Discours du Service mensuel d'août '08

Hironori KOBAYASHI (Membre du Comité du TEC)

Aujourd'hui, j'aimerais que l'on réfléchisse sur un des Enseignement « les huit poussières mentales », surtout, le « kawaï », qui signifie en français "l'égoïsme".

Il est enseigné dans la Doctrine de Tenrikyô que les huit poussières mentales sont des sources ou l'origine de maladie et de souffrance de la vie humaine. Jour après jour, nous récitons « Puissiez-vous balayer tous les maux et nous sauver, Ô Tenri Ô no Mikoto », « les maux »  dont on parle dans ce chant sont les huit poussières mentales. C'est pour cela que les gestes de mains expriment le balayage de notre propre cœur.  C'est en effectuant ces gestes des mains  que nous récitons sans cesse « Puissiez-vous balayer tous les maux et nous sauver, Ô Tenri Ô no Mikoto »pour toute sorte d'occasion, par exemple : le Service quotidien, le Service mensuel et le Service occasionnel pour prier quelque chose en particulier.

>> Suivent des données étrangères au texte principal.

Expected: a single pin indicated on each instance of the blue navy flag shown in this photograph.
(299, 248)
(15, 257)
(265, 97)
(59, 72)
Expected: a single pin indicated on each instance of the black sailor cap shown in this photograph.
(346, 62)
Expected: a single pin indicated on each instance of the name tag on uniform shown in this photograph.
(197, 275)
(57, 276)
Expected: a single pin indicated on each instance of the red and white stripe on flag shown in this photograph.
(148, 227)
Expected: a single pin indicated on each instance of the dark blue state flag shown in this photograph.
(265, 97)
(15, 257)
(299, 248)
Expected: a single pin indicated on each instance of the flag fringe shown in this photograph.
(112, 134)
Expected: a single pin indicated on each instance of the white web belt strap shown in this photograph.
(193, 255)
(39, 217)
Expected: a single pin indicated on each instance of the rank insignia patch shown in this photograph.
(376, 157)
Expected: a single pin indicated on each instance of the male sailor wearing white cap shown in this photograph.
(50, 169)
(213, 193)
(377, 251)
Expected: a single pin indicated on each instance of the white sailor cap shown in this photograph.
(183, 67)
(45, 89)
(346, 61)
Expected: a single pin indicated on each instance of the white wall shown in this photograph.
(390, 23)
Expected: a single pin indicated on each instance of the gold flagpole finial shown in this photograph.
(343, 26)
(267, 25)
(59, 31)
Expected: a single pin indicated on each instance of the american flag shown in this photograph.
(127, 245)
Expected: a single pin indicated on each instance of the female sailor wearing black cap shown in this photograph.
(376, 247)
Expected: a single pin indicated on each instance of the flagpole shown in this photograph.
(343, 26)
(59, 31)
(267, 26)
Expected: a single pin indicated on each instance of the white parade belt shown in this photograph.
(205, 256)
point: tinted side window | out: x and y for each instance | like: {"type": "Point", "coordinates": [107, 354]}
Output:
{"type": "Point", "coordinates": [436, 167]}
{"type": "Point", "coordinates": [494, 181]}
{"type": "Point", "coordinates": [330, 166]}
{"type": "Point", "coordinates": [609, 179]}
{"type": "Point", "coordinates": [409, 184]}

Nous entendons souvent « le Service de supplication » ou « le Service de remerciement ». Mais il n'existe pas de chant particulier pour ses Services de supplication et de remerciement. Nous récitons toujours « Puissiez-vous balayer tous les maux et nous sauver, Ô Tenri Ô no Miko ». Il en va de même  pour l'administration du « Sazuke » pour la guérison de maladie.

Nous pouvons donc dire que le chant « Puissiez-vous balayer tous les maux… » est fondamental dans l'Enseignement. C'est-à-dire que le balayage des poussières mentales est la première étape de la Vie de Joie qui est le but ultime de la vie humaine. 

Nous prions les mains jointes en récitant « ashiki », c'est-à-dire « le mal » au début de tous les Services. Cela signifie que nous devons tout d'abord méditer sur les poussières mentales dans notre propre cœur.

Nous devons donc bien réfléchir à la raison pour laquelle nous méditons avant tout sur nos propres poussières mentales. Nous pouvons y retrouver le profond amour de Dieu Parent, Oyagami qui souhaite sauver les hommes.

Les huit poussières mentales sont nommées par Oyasama, la Fondatrice: la mesquinerie, la convoitise, la haine, l'égoïsme, la rancune, la colère, l'avidité et l'orgueil. Mais pourquoi en ce jour, je ne vous parle que de « l'égoïsme », « kawaï » en japonais ? C'est parce que je me suis aperçu que c'est une des poussière qui s'amoncelle le plus en quantité ou celle que j'ai tendance à laisser amonceler le plus facilement dans mon propre cœur.

Avant de continuer mon discours, il nous faut nous mettre d'accord sur la traduction française « l'égoïsme ».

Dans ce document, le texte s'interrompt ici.